Shavuot is coming, and barring a medical miracle, we will be celebrating at home … again!
As a member of Chabad.org/AsktheRabbi and as a writer on the editorial team, I have had a front-row seat as our nation has prepared to celebrate various holidays alone together. We have fielded gut-wrenching questions from isolated seniors, struggling families, and so many others.
But the goal was simple enough: To help as many people as possible celebrate as normally as possible. And with creativity, strength, faith, and compassion, we, the Jewish people, passed with flying colors. We crunched our matzah, drank our wine, and put a little extra feeling into our wishes that we celebrate next year in Jerusalem.
So yes, we miss going to synagogue on a daily basis, but we knew that we could celebrate Passover at home, because, well, what better place is there to celebrate Passover than a Jewish home?
But Shavuot is a different story.
You see, the Rebbe—Rabbi Menachem M. Schneerson, of righteous memory—has encouraged every living Jew, from newborns to nonagenarians and beyond, to be present during services on the first morning of Shavuot, when we relive the experience by reading the record of the event from the Torah scroll.
And the Torah reading can only take place if you have a) a kosher Torah scroll, and b) a quorum of 10 adult males, neither of which I have conveniently stashed away in my living room.
So what will Shavuot be without the Torah reading?

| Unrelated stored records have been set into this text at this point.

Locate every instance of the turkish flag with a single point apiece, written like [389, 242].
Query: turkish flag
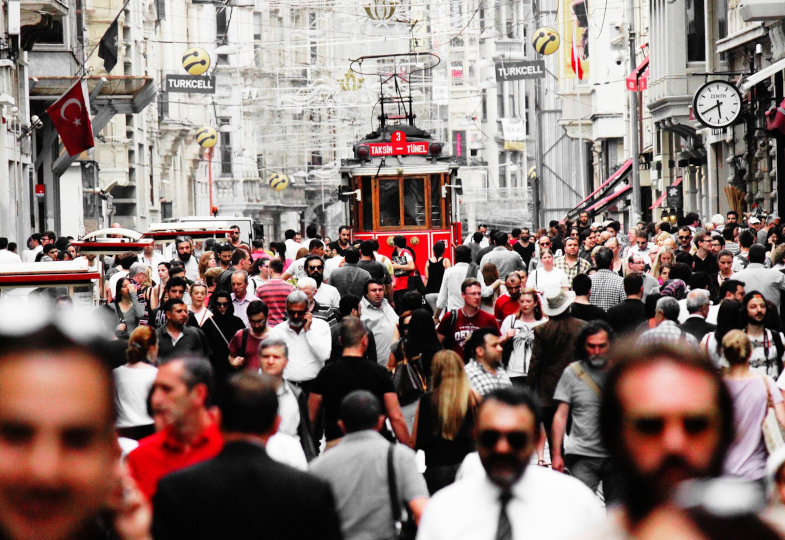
[575, 59]
[71, 116]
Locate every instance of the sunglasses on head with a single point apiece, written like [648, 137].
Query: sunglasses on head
[488, 438]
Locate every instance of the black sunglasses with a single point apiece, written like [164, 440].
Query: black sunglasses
[488, 438]
[653, 426]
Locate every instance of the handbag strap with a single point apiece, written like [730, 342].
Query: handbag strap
[769, 401]
[395, 502]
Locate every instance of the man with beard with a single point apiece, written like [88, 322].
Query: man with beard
[767, 345]
[511, 500]
[244, 345]
[658, 438]
[184, 254]
[507, 304]
[578, 394]
[175, 338]
[188, 431]
[308, 340]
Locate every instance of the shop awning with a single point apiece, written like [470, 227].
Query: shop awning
[610, 198]
[605, 186]
[661, 198]
[639, 78]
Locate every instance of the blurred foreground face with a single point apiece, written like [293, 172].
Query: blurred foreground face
[57, 447]
[668, 436]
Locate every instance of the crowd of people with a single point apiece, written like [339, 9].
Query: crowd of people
[573, 382]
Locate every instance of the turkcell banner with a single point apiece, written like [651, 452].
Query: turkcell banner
[520, 69]
[190, 84]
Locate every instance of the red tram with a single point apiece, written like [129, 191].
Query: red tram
[398, 183]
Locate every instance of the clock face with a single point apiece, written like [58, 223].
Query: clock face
[717, 104]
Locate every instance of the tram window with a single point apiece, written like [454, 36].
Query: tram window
[367, 203]
[436, 202]
[414, 201]
[389, 203]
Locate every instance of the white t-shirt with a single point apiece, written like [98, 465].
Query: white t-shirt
[131, 388]
[540, 279]
[522, 344]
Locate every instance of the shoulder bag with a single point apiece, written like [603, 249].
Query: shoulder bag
[407, 377]
[772, 431]
[403, 519]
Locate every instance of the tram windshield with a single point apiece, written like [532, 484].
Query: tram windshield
[401, 202]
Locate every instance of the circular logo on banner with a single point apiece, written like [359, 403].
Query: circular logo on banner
[196, 61]
[546, 40]
[278, 181]
[207, 137]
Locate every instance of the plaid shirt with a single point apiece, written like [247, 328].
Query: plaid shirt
[581, 266]
[485, 382]
[607, 289]
[667, 332]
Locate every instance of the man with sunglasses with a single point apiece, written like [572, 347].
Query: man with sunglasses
[578, 395]
[658, 439]
[511, 500]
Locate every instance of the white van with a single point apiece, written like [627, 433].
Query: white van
[250, 229]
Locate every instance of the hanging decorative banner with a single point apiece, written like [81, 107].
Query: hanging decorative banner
[520, 69]
[380, 10]
[546, 40]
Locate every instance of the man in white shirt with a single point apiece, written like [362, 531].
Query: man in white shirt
[308, 339]
[380, 318]
[511, 500]
[241, 296]
[7, 257]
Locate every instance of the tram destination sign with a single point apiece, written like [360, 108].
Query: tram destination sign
[398, 146]
[190, 84]
[520, 69]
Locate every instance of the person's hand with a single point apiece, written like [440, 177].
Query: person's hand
[132, 513]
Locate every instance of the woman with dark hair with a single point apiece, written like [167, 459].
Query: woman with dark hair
[518, 330]
[133, 381]
[445, 420]
[157, 293]
[127, 308]
[434, 269]
[219, 329]
[403, 266]
[728, 318]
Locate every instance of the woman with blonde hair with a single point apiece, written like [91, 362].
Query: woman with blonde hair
[664, 256]
[752, 393]
[445, 420]
[133, 381]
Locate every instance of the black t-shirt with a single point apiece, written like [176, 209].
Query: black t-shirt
[588, 312]
[337, 379]
[525, 252]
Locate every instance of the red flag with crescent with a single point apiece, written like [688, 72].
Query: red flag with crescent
[70, 115]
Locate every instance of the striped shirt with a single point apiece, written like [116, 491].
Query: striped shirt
[273, 293]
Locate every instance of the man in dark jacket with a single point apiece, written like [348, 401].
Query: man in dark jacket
[626, 316]
[242, 492]
[553, 349]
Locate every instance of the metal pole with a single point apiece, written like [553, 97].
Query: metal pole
[633, 129]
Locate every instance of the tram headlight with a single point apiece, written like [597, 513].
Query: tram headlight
[362, 152]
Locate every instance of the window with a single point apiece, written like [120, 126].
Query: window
[696, 31]
[389, 203]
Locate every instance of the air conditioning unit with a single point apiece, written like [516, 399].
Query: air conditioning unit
[761, 10]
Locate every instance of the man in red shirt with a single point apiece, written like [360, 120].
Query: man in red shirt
[507, 304]
[456, 326]
[188, 433]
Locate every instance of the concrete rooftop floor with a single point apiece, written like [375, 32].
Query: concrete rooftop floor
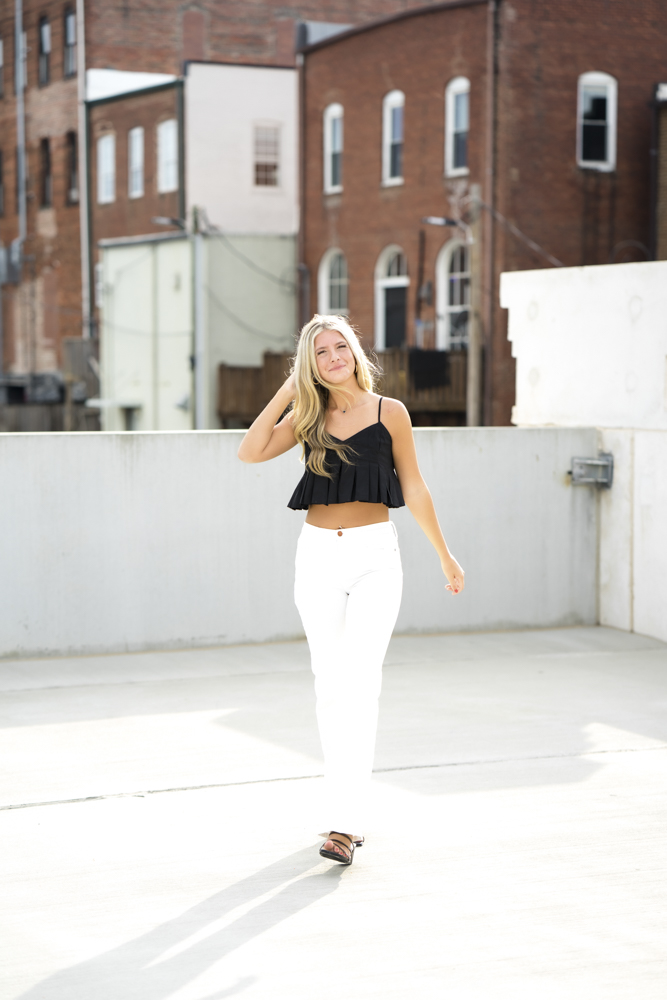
[156, 840]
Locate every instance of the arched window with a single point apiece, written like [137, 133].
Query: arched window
[452, 296]
[332, 291]
[391, 295]
[392, 137]
[596, 121]
[333, 149]
[457, 116]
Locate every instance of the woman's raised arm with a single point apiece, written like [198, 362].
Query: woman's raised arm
[267, 439]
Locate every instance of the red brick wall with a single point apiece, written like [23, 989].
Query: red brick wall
[419, 56]
[580, 216]
[131, 216]
[159, 36]
[142, 35]
[50, 299]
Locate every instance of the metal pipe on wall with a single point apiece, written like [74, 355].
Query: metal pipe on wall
[19, 76]
[474, 368]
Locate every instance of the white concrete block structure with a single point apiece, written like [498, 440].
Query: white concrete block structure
[590, 345]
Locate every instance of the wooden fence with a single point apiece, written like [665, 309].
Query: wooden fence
[244, 392]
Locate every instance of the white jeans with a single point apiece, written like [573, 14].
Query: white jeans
[348, 592]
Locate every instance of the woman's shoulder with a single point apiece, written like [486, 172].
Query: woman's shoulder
[394, 414]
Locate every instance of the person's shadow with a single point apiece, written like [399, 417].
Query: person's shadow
[134, 970]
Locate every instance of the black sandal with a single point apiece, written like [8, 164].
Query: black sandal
[348, 845]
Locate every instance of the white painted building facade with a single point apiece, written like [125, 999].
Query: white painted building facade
[239, 289]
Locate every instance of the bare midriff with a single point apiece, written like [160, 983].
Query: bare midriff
[346, 515]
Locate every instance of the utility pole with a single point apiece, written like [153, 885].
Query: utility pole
[82, 171]
[474, 373]
[20, 82]
[199, 335]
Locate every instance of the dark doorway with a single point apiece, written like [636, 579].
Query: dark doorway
[395, 301]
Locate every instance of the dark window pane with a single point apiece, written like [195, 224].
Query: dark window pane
[395, 300]
[46, 178]
[396, 159]
[595, 107]
[594, 143]
[460, 149]
[266, 174]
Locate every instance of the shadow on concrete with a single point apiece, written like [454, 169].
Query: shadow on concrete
[137, 970]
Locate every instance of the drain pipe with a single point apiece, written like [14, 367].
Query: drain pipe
[20, 82]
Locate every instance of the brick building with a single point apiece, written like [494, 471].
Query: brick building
[61, 40]
[540, 111]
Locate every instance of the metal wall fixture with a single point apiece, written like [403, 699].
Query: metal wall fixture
[593, 471]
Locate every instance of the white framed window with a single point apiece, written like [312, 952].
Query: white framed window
[266, 156]
[167, 156]
[393, 106]
[44, 66]
[391, 298]
[106, 169]
[597, 98]
[333, 149]
[135, 162]
[332, 284]
[452, 296]
[457, 121]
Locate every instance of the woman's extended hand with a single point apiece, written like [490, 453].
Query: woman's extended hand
[454, 574]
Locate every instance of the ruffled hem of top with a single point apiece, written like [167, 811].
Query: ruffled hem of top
[367, 482]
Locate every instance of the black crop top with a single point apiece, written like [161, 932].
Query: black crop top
[369, 477]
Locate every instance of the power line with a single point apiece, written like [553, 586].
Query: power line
[522, 236]
[240, 322]
[282, 282]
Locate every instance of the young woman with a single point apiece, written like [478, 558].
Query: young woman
[360, 460]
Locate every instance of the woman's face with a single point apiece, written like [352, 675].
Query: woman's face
[335, 360]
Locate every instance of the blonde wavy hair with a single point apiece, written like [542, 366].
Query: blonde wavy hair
[311, 398]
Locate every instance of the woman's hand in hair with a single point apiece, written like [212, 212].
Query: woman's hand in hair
[454, 574]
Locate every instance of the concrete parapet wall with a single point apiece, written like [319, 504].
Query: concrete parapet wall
[134, 541]
[633, 533]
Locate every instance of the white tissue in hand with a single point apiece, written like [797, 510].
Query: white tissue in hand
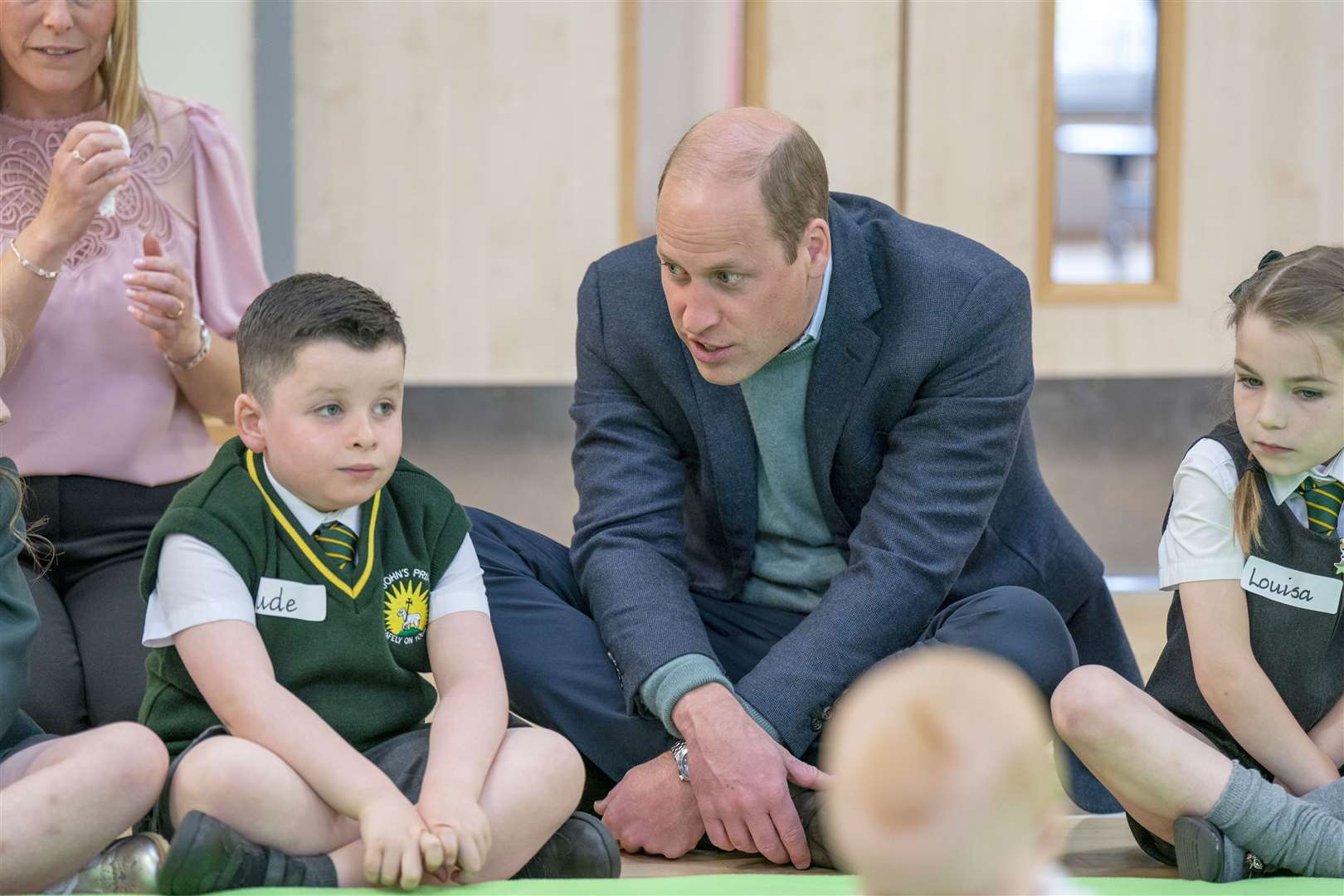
[108, 207]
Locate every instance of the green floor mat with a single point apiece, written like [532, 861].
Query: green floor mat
[836, 885]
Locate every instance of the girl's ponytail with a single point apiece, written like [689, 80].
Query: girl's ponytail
[1246, 509]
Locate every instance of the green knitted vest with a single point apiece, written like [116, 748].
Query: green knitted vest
[359, 666]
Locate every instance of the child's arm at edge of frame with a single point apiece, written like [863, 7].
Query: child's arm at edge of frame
[230, 666]
[1328, 733]
[1239, 692]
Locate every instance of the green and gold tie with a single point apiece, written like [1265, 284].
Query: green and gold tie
[338, 543]
[1322, 504]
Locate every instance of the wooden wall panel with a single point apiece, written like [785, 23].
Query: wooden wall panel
[835, 69]
[1262, 164]
[464, 160]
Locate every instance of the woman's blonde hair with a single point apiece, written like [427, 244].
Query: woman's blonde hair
[1304, 290]
[123, 84]
[41, 551]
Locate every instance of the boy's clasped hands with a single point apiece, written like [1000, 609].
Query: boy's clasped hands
[446, 839]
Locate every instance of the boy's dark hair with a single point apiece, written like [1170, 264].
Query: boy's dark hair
[308, 308]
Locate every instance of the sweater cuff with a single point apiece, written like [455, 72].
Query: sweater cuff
[674, 680]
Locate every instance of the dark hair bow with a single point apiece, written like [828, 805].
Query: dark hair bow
[1269, 258]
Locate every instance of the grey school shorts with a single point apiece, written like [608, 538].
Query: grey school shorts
[23, 744]
[401, 758]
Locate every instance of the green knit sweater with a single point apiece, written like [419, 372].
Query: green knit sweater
[357, 668]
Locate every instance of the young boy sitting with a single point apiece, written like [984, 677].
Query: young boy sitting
[296, 590]
[941, 782]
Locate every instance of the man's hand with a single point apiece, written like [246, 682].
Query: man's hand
[654, 811]
[741, 778]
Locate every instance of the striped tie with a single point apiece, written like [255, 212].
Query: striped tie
[338, 543]
[1322, 504]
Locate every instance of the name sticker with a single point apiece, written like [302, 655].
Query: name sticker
[290, 599]
[1293, 587]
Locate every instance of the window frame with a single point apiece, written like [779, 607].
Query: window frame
[1166, 226]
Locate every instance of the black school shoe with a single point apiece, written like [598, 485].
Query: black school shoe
[1205, 853]
[581, 848]
[206, 856]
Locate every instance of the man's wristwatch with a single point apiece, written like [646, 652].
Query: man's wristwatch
[679, 757]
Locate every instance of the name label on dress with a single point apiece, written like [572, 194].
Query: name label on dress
[290, 599]
[1293, 587]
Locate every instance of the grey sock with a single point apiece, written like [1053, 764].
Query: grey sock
[1328, 796]
[1283, 830]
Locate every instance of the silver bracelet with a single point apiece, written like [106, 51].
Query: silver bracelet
[679, 757]
[199, 356]
[37, 269]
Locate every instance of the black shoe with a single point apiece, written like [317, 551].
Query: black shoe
[581, 848]
[808, 802]
[206, 856]
[1205, 853]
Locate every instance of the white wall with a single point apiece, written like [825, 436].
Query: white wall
[203, 50]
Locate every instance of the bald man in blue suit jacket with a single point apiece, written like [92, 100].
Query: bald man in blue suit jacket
[801, 448]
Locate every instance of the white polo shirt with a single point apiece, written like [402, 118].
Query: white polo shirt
[1199, 543]
[197, 585]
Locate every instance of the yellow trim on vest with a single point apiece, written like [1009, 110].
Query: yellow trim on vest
[312, 558]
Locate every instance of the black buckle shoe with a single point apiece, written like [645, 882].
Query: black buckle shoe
[206, 856]
[581, 848]
[1203, 852]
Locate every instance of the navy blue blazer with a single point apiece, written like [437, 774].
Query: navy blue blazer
[918, 441]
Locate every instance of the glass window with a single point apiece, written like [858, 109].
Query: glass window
[1105, 141]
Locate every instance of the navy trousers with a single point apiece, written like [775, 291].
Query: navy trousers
[561, 676]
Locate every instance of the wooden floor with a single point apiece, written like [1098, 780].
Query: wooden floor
[1096, 846]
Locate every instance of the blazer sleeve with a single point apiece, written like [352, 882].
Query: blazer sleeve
[944, 468]
[628, 550]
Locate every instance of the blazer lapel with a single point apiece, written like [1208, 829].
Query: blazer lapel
[845, 353]
[732, 455]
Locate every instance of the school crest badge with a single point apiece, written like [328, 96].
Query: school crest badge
[407, 611]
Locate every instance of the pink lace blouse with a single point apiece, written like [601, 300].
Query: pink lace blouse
[90, 395]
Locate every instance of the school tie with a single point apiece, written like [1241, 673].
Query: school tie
[1322, 504]
[338, 543]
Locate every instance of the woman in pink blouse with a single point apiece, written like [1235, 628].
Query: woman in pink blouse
[119, 324]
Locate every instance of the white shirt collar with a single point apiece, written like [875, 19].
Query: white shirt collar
[308, 516]
[1283, 486]
[813, 331]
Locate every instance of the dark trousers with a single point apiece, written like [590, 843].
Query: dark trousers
[88, 666]
[559, 674]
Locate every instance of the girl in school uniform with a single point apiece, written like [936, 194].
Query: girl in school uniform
[1249, 692]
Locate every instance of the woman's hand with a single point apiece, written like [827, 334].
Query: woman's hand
[77, 187]
[162, 301]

It will be like Yom Kippur without sneakers or a birthday party without a cake.
More than Passover and more than Lag BaOmer, I wondered about Shavuot weeks in advance. How would I celebrate, and what would I write to our readers all over the world wondering how to celebrate?
After a consultation with our rabbinic advisory board, I was ready to write our guide on celebrating Shavuot at home, including the directive that we each read the Ten Commandments (indeed the entire Torah reading if possible) from a printed text at home, recreating the synagogue experience to the best of our limited abilities.
But I was still not satisfied. How can it be that we will not attend synagogue on Shavuot?
Then I remembered one of the central lessons of the holiday, when we celebrate the dramatic union of Heaven and earth and how the Divine communicated directly with the Jewish nation.
Where did G‑d choose to conduct this vital historic event? Not on the Temple Mount in Jerusalem, not in the city of Hebron replete with spiritual and historic significance, and not even in a major population center.
He chose an anonymous mountain out in the sand-swept wilderness. Why?
The Midrash asks this very question. Noting that the giving of the Torah was accompanied by flames of fire, and a deluge of water, the sages explain that the Torah was given in a place where everyone is free to roam, accompanied by things that are available, free of charge, to anyone in any place. The lesson, they explain, is that the Torah is not the domain of an elite group, limited to any set of circumstances. Rather it is equally accessible to everyone who wishes, wherever they are.
And this is the lesson that I take for myself.
My house does not have the pews or other trappings associated with a synagogue, but my house is Mount Sinai, and that is where I will be celebrating this Shavuot.